最近、青少年のアプリLINE利用に関わる問題がさまざま報じられており、学校現場の教員からも児童生徒のLINE利用への対応に悩んでいるという声をよく聞きます。少し前はLINEが不特定の相手との出会いの手段として使われ、児童買春や淫行といった福祉犯事件につながることが注目されていましたが、LINE側が18歳未満の利用者のLINE ID利用制限の方針を打ち出す等、福祉犯対応については進展が見られます。他方で、LINEがネットいじめにつながることが注目されるようになっています。

この問題について意見や説明を求められる機会が多いので、現時点での私の見解を書いておきます。

1)LINEが従来のSNSと大きく異なるのは、「プッシュ型」ということです。SNSであれば投稿を監視し、問題ある投稿を削除する方向での対策が可能でした。しかし、LINEでは発信者がメッセージを送った直後に、受信者の端末にメッセージがダウンロードされることとなります。ですので、投稿を監視して削除するという対応はほとんど意味をなしません。

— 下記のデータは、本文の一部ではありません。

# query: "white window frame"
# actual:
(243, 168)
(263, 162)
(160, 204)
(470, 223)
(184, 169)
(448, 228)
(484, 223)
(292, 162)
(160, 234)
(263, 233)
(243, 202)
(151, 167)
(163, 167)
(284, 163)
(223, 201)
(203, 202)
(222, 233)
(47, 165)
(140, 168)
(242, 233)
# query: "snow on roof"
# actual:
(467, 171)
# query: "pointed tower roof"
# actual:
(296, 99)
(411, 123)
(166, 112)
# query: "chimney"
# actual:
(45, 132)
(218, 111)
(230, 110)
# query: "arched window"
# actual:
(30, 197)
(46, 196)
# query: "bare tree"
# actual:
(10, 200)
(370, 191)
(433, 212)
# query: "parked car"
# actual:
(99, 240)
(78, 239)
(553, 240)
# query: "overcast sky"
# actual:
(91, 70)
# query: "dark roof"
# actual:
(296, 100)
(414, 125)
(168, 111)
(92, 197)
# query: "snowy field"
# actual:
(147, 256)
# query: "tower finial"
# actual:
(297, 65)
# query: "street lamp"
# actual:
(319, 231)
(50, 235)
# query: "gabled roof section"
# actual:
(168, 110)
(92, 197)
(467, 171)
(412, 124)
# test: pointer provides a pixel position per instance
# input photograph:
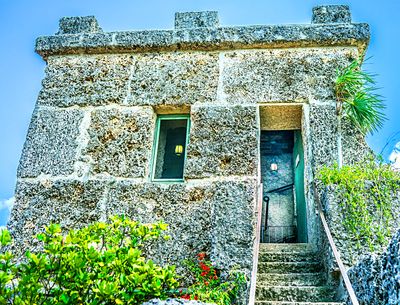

プロバイダ責任制限法でサイトへの人権侵害となる投稿には削除ができること等が定められていますが、LINEではこうした対応がほとんどできないことになります。

2)LINEは基本的に一対一でのコミュニケーションのツールであり、グループ機能はありますがそれも一対一でのコミュニケーションの延長上にあると考えられます。このため、LINEにおいて通信の内容を監視しようとすれば、それは電話、手紙、電子メール等の内容を監視することとの区別が困難であり、LINEに監視を求めることにはかなりの無理があります。また、外部からネットパトロールをすることもできません。この点で、学校ネットパトロールによってネットいじめを解決するという方向では、LINEに関わるネットいじめには対応できないこととなります。

3)犯罪性がある場合とそうでない場合とを分けてかんがえることが必要です。たとえば、LINEでのやりとりが恐喝に使われているとか、LINEで児童ポルノが送信されているといった問題があれば、しかるべき手続をとって警察が捜査することは現状でもかなりできるでしょう。曖昧な点や不足があれば、議論して制度を整えることは難しくないはずです。他方、仲間はずれ等に犯罪性はないでしょうから、内容を確認して対応することは非常に困難です。

4)ネットいじめの実態については、定期的に調査がなされるべきです。おそらく現状でも、把握されているネットいじめ年間約3000件の中で、ネットパトロールによって発覚したケースは少数でしょう。教師や保護者が児童生徒から話を聞いたとか、たまたま会話が耳に入ったとか、あるいは体調不良を訴えてきた子どもから聞いたといった形で発覚することが多いと考えられます。調査をした上で、効果的な対策を検討する必要があります。

5)いじめ全般がそうであるように、LINEが関わるネットいじめに関する対策も、学級の中でのコミュニケーションを充実させる方向が有効にあると考えられます。LINE(のようなアプリ)でのコミュニケーションからいじめが深刻化していく様子をドラマ教材にして、ドラマを視聴して学級で話し合うといった教育が必要です。ネットで攻撃されて大きなトラウマを負って苦しんでいる人の話や、ネットでの攻撃で検挙された加害者のその後のような話も教材化されるとよいでしょう(交通安全対策のように)。こうした授業(そして、保護者対象の啓発)が全国各地の学校でできるような環境整備が求められます。

6)LINE側のシステムの修正で状況の改善がはかれるのであれば、LINEに対して提案することも考えられてよいでしょう。たとえば、深夜までの利用で問題ある投稿が多くなるのであれば、年齢に応じて深夜の利用を制限することはできるかもしれません。子どもたちにたくさん議論してもらい、そこから出てきたものをふまえて、改善できるところを探していくことには意義があります。

以上です。この件について取材依頼等がある場合には、上記をふまえていただければ幸いです。